When I hear the TV turn on, I grow uneasy. I know where this is headed, and I have no desire to sit here, listening toheadboard bangs and frat boy grunts and Ava’s exaggerated moans through the obnoxiously thin walls.

And so, gathering up my books, I push aside my reservations and decide to spend the rest of the day in the library. At least then I won’t be shut in here, breathing in stale air until the room is empty of it and I suffocate to death to the sound of Ava’s fake orgasm.

I can’t think of a more horrific way to die.

Slinging my bag over my shoulder, I take a deep breath and leave my bedroom. After shutting the door, I pause for a second, giving them time to adjust themselves before I walk in on something guaranteed to make me nauseous. Sure enough, I round the corner to their flushed faces and disheveled hair.

“Hey,” says the guy, straightening a little on the couch.

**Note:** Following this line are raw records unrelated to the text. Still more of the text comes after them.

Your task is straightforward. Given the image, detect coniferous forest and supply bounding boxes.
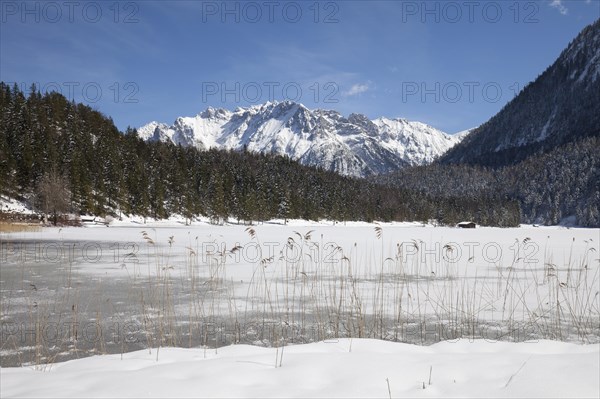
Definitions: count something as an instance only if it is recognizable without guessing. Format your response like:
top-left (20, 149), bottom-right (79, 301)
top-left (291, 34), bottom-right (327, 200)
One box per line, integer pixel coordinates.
top-left (0, 83), bottom-right (600, 226)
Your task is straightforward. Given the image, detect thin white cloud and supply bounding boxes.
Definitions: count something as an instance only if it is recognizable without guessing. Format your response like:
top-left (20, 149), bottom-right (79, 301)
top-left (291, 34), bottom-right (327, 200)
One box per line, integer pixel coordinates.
top-left (550, 0), bottom-right (569, 15)
top-left (344, 83), bottom-right (369, 97)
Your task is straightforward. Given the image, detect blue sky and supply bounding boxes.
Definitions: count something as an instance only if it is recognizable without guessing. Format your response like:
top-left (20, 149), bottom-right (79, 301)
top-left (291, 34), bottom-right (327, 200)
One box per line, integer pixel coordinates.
top-left (0, 0), bottom-right (600, 133)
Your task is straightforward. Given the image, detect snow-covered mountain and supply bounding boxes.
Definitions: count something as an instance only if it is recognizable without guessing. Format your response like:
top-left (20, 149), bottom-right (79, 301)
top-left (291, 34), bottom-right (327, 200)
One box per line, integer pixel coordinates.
top-left (138, 101), bottom-right (464, 177)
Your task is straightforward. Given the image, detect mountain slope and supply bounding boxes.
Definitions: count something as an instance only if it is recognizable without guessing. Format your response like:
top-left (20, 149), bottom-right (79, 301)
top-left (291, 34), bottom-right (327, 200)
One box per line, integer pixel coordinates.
top-left (440, 20), bottom-right (600, 167)
top-left (138, 101), bottom-right (463, 177)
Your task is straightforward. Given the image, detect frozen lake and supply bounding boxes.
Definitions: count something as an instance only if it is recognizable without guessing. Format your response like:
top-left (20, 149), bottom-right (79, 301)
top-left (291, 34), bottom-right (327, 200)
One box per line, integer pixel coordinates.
top-left (0, 221), bottom-right (600, 366)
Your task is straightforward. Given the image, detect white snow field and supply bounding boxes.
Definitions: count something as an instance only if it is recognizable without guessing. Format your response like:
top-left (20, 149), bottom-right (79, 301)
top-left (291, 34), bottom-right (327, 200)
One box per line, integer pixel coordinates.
top-left (1, 339), bottom-right (600, 398)
top-left (0, 219), bottom-right (600, 398)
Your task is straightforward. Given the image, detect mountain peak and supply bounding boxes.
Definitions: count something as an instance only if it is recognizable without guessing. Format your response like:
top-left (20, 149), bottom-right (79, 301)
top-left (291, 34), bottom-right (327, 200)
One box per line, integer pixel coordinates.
top-left (139, 100), bottom-right (460, 177)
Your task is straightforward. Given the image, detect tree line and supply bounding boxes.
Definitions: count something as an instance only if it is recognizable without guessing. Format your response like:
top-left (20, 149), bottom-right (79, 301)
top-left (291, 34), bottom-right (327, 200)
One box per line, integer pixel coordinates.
top-left (0, 82), bottom-right (520, 226)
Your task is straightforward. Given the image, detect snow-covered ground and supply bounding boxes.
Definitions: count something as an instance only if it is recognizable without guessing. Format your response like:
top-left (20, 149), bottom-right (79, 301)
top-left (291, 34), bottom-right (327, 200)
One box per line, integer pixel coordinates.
top-left (0, 223), bottom-right (600, 397)
top-left (0, 339), bottom-right (600, 398)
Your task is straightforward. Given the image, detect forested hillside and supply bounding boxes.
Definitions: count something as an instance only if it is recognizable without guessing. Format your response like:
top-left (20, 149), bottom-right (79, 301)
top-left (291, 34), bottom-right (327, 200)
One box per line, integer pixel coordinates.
top-left (440, 19), bottom-right (600, 167)
top-left (0, 83), bottom-right (519, 226)
top-left (379, 137), bottom-right (600, 227)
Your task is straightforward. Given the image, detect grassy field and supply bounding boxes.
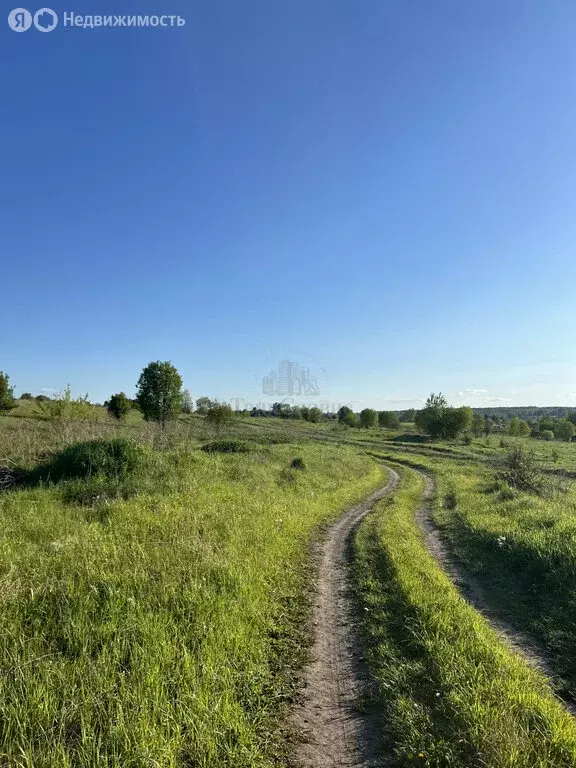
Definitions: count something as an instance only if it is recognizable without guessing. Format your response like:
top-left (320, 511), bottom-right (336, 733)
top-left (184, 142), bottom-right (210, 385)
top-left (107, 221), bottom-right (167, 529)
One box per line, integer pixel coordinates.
top-left (356, 460), bottom-right (576, 768)
top-left (0, 411), bottom-right (576, 768)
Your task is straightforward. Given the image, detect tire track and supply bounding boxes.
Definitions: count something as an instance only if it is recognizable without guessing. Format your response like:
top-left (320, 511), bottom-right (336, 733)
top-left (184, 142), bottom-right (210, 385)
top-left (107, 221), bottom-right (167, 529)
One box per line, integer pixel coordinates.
top-left (397, 462), bottom-right (576, 716)
top-left (293, 468), bottom-right (399, 768)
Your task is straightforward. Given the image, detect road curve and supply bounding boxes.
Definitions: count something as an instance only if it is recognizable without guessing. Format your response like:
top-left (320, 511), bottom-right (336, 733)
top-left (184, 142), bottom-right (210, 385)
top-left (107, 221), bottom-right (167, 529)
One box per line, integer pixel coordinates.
top-left (293, 468), bottom-right (399, 768)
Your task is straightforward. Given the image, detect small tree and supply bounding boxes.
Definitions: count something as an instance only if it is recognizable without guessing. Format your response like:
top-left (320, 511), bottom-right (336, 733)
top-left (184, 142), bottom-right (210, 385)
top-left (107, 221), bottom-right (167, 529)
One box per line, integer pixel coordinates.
top-left (180, 389), bottom-right (194, 414)
top-left (308, 407), bottom-right (324, 424)
top-left (196, 397), bottom-right (212, 416)
top-left (136, 360), bottom-right (182, 429)
top-left (106, 392), bottom-right (132, 420)
top-left (508, 416), bottom-right (530, 437)
top-left (360, 408), bottom-right (378, 429)
top-left (472, 413), bottom-right (486, 437)
top-left (415, 393), bottom-right (474, 439)
top-left (0, 371), bottom-right (16, 411)
top-left (338, 405), bottom-right (352, 424)
top-left (378, 411), bottom-right (400, 429)
top-left (342, 411), bottom-right (360, 427)
top-left (206, 401), bottom-right (234, 427)
top-left (496, 444), bottom-right (545, 494)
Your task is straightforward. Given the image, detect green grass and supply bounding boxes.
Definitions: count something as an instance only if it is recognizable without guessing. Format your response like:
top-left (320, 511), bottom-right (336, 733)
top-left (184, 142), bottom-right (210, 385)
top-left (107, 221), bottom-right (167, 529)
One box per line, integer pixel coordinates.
top-left (0, 436), bottom-right (382, 768)
top-left (434, 446), bottom-right (576, 690)
top-left (355, 462), bottom-right (576, 768)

I give him a tight smile, barely registering his face. My vision blurs as my eyes go cross.

“I didn’t realize you were here,” Ava says, wiping at her mouth to hide the evidence that they were making out.

I clear my throat to make sure it’s working right and mumble a quick, “No worries.”

There. I spoke. Now the clock can reset.

Maybe this time I’ll make it to seventy-two hours.

“Who’s that?” the guy asks as I step out of the apartment, but the door shuts before I can hear her response, which is probably for the best.

It’s snowing lightly, but the temperature is too high for it to stick. The flakes dissolve as soon as they hit the sidewalk, leaving a damp sheen across the pavement. I’m glad I wore my boots as I shuffle through shallow puddles in the direction of the library.

Given that it’s just past four on a Saturday, homework is the last thing on most people’s minds, and the place is deserted. I have my pick of tables, but I take my usual seat in the back out of habit and familiarity. Spreading my books out on top of the desk,I relax a little knowing that there’s zero chance of running into Alexis Cane at this time of day on a weekend.

Hours pass with my head bent over my laptop. I document art history responses until my fingers cramp and my stomach starts to growl, hunger forcing me to pack up and head back to the dorm.

It’s dark outside now, and wind whips against my cheeks, a wet flurry of snow still falling from the sky. Wrapping my parka tighter around myself, I balk as I pass a group of girls huddled together in mini skirts and crop tops, their jackets nowhere in sight. They laugh as they walk toward frat row, completely oblivious to the cold, and I can’t imagine how thick their beer blanket must be to expose that much skin.